One way is to have some obfuscated name for the C module, then import and export it in the Janet module https://github.com/andrewchambers/janet-uri/blob/master/uri.janet#L83

I'm not sold on the idea, as the obfuscated module can still be imported. The most proper solution seems to be to embed the compiled Janet source within the C module, although the documentation recommends against this: https://janet-lang.org/docs/jpm.html#Creating-a-native-module

sogaiu commented 1 year ago

I'm not sold on the idea, as the obfuscated module can still be imported.

Curious why this is a concern.

primo-ppcg commented 1 year ago

Curious why this is a concern.

I don't know that it is a problem. It just seems somewhat inelegant and/or unintended. In particular, the auto-generated documentation would list it, right?

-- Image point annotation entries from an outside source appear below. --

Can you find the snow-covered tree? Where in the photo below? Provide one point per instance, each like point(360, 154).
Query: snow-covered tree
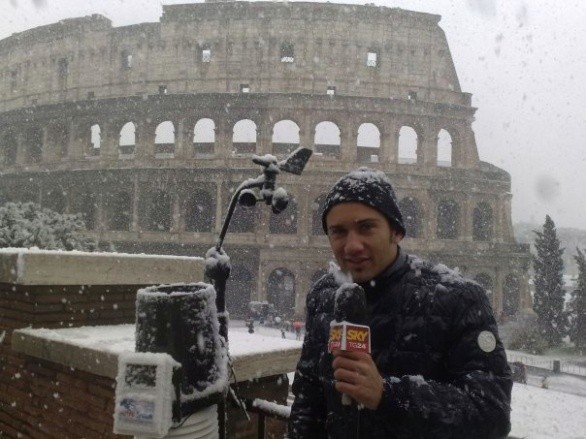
point(577, 304)
point(30, 225)
point(548, 301)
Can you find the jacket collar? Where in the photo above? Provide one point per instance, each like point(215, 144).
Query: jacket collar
point(388, 276)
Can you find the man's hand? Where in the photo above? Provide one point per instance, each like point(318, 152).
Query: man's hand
point(357, 376)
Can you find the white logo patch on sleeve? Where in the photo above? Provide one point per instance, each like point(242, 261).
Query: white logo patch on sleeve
point(487, 341)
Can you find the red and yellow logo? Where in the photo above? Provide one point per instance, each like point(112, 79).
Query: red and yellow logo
point(349, 337)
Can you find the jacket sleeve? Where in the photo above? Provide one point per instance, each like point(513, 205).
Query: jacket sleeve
point(474, 402)
point(308, 412)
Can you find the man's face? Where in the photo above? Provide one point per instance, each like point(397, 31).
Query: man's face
point(362, 240)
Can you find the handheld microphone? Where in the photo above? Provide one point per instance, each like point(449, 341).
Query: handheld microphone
point(349, 331)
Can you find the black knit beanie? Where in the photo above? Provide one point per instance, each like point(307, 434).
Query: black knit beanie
point(370, 187)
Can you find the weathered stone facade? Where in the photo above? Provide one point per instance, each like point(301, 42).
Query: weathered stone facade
point(148, 128)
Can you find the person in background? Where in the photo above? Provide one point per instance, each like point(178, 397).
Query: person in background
point(437, 369)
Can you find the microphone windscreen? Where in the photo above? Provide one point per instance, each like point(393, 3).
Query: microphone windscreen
point(350, 304)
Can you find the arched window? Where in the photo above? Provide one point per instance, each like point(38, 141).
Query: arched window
point(165, 139)
point(368, 143)
point(285, 222)
point(8, 149)
point(281, 291)
point(485, 281)
point(408, 145)
point(287, 52)
point(317, 209)
point(511, 295)
point(285, 137)
point(204, 137)
point(238, 290)
point(157, 211)
point(199, 212)
point(444, 148)
point(482, 223)
point(244, 137)
point(127, 141)
point(118, 207)
point(412, 216)
point(448, 219)
point(327, 139)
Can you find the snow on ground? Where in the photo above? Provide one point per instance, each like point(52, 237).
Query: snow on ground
point(547, 414)
point(537, 413)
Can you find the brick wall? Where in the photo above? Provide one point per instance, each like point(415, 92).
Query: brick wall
point(41, 399)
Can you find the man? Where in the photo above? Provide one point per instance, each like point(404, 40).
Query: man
point(437, 369)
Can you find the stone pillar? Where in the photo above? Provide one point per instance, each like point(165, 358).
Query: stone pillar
point(21, 153)
point(264, 137)
point(180, 139)
point(307, 132)
point(100, 212)
point(110, 140)
point(219, 204)
point(499, 282)
point(176, 223)
point(79, 140)
point(145, 140)
point(430, 226)
point(223, 146)
point(467, 218)
point(134, 227)
point(45, 147)
point(427, 147)
point(348, 136)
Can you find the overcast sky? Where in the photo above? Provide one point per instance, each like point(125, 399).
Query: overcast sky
point(523, 61)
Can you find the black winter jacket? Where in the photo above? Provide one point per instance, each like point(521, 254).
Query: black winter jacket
point(439, 381)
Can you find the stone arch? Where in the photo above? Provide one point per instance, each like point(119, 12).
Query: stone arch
point(368, 143)
point(327, 139)
point(204, 137)
point(412, 216)
point(118, 210)
point(238, 288)
point(155, 211)
point(281, 291)
point(199, 212)
point(127, 139)
point(482, 222)
point(33, 141)
point(444, 149)
point(408, 145)
point(317, 209)
point(511, 295)
point(165, 138)
point(244, 137)
point(8, 148)
point(487, 283)
point(285, 137)
point(448, 219)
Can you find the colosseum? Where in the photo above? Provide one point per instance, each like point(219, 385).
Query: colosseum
point(148, 129)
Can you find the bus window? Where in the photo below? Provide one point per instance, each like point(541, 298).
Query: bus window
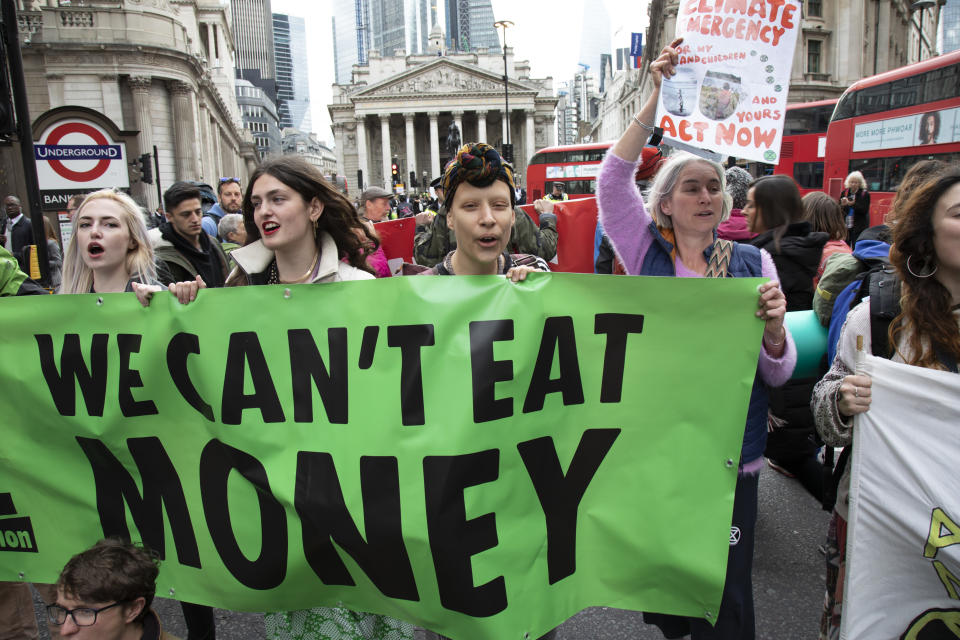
point(906, 92)
point(809, 175)
point(942, 83)
point(873, 99)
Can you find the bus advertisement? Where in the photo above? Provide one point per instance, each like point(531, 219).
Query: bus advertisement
point(804, 143)
point(884, 124)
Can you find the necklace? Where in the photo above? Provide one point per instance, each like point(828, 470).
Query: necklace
point(448, 263)
point(302, 278)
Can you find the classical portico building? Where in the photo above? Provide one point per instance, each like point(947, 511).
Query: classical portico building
point(403, 106)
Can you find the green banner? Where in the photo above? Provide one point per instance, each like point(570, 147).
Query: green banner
point(479, 457)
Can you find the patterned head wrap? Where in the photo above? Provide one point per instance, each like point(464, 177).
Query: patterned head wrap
point(479, 164)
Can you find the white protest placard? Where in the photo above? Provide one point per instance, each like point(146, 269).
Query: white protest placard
point(729, 95)
point(903, 544)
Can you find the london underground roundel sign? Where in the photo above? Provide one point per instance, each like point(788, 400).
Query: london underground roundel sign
point(79, 154)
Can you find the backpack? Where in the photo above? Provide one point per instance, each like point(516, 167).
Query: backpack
point(841, 269)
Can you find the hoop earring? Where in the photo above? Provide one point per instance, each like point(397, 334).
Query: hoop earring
point(917, 275)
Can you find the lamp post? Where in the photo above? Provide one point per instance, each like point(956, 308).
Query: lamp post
point(503, 24)
point(922, 5)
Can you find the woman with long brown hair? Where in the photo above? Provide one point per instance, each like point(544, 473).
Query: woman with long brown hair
point(300, 229)
point(926, 333)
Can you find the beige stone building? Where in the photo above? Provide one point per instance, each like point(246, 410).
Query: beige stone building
point(840, 42)
point(160, 68)
point(403, 107)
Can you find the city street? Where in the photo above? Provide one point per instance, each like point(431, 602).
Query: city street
point(788, 580)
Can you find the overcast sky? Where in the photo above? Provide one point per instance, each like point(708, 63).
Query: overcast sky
point(546, 32)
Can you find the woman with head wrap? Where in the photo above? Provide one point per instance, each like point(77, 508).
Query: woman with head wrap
point(736, 226)
point(479, 195)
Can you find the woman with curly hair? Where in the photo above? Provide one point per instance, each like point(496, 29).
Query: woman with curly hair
point(300, 229)
point(926, 333)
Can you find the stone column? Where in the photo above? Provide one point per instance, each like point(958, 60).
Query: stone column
point(211, 48)
point(362, 150)
point(529, 142)
point(206, 162)
point(140, 92)
point(434, 144)
point(458, 120)
point(385, 148)
point(339, 138)
point(411, 147)
point(110, 90)
point(481, 126)
point(186, 166)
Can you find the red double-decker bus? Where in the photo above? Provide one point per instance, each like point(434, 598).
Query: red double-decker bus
point(884, 124)
point(575, 166)
point(804, 143)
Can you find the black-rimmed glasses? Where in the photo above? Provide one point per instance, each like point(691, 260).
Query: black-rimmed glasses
point(82, 616)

I do think that C implementations are warranted, though. I've created a fork to test this out, using this gist to time primality checking of primes between 2^40 and 2^52.

With cfuns:

Elapsed time: 2.019s, 66.78µs/body

Without C funs (remove the - after each of invmod-, mulmod-, and powmod- in the gist file):

Elapsed time: 2.193s, 507.8µs/body

Which is something like 7 times faster.

sogaiu commented 1 year ago

In particular, the auto-generated documentation would list it, right?

Oh, I don't know how the docs work (^^;

Do you mean these files?


Wasn't quite as dramatic here, but I did notice a significant difference:

$ JANET_PATH=$(pwd)/jpm_tree/lib janet primes.janet 
Elapsed time: 2.015s, 217.7µs/body

$ JANET_PATH=$(pwd)/jpm_tree/lib janet primes-without-cfuns.janet 
Elapsed time: 2.250s, 607.7µs/body
primo-ppcg commented 1 year ago

Wasn't quite as dramatic here

Had to double check to make sure I wasn't crazy, but I guess your mileage may vary. I also moved jacobi, not because it's time critical, but because it can be simplified a lot with bitwise operators, which can't be used in Janet for values that exceed int32 range. And I think by doing so, it should be possible to allow the primality functions to work with inttypes without a dramatic decrease in performance.

EDIT: Actually, I've removed the bpsw test entirely, and just use a deterministic rabin-miller, so jacobi is no longer required (fork). Although bpsw is a bit faster, the lucas test caused overflows at the bit limits due to additions. I also suspect that rabin-miller could be made faster with better base selection.

Updated gist. As it is now, number types are valid all the way to 2^53, and int types are valid to 2^63. Getting pretty close to PR ready, I think

sogaiu commented 1 year ago

For comparison purposes, here are the times I got with the latest:

$ JANET_PATH=$(pwd)/jpm_tree/lib janet primes-2023-07-22.janet 
Elapsed time: 0.157s, 15.69µs/body
Elapsed time: 0.061s, 94.41µs/body
Elapsed time: 0.113s, 176.2µs/body
Elapsed time: 0.056s, 270.9µs/body
Elapsed time: 0.052s, 255.5µs/body

I'll leave some links here for future readers (including a future me):

primo-ppcg commented 1 year ago

Elapsed time: 0.061s, 94.41µs/body

That 94.41 is the same test as the 217.7 you reported earlier, strangely. I also found that the RM base selection was using an improper comparator. I've updated the gist, so the last 3 checks should be a lot faster now.

EDIT: Actually, just always using these bases:

[2 325 9375 28178 450775 9780504 1795265022]

is faster than selecting the bounds from small primes. I'm probably going to spend the next few days crunching the bounds on these.

sogaiu commented 1 year ago

That 94.41 is the same test as the 217.7 you reported earlier, strangely. I also found that the RM base selection was using an improper comparator. I've updated the gist, so the last 3 checks should be a lot faster now.

It's possible there was some pilot error here (^^;

I've fetched the updated gist (revision 12), freshly cloned your spork fork, checked out the modular-arithmetic branch, locally built, locally installed, and executed the gist:

$ JANET_PATH=$(pwd)/jpm_tree/lib janet primes-2023-07-22-later.janet 
Elapsed time: 0.181s, 18.09µs/body
Elapsed time: 0.073s, 114.2µs/body
Elapsed time: 0.083s, 129.6µs/body
Elapsed time: 0.042s, 203.5µs/body
Elapsed time: 0.041s, 198.1µs/body

...and it does look like the last 3 are faster.

primo-ppcg commented 1 year ago

@sogaiu I think you can close this one now :wink:

sogaiu commented 1 year ago

@primo-ppcg Thanks a lot for your work on this!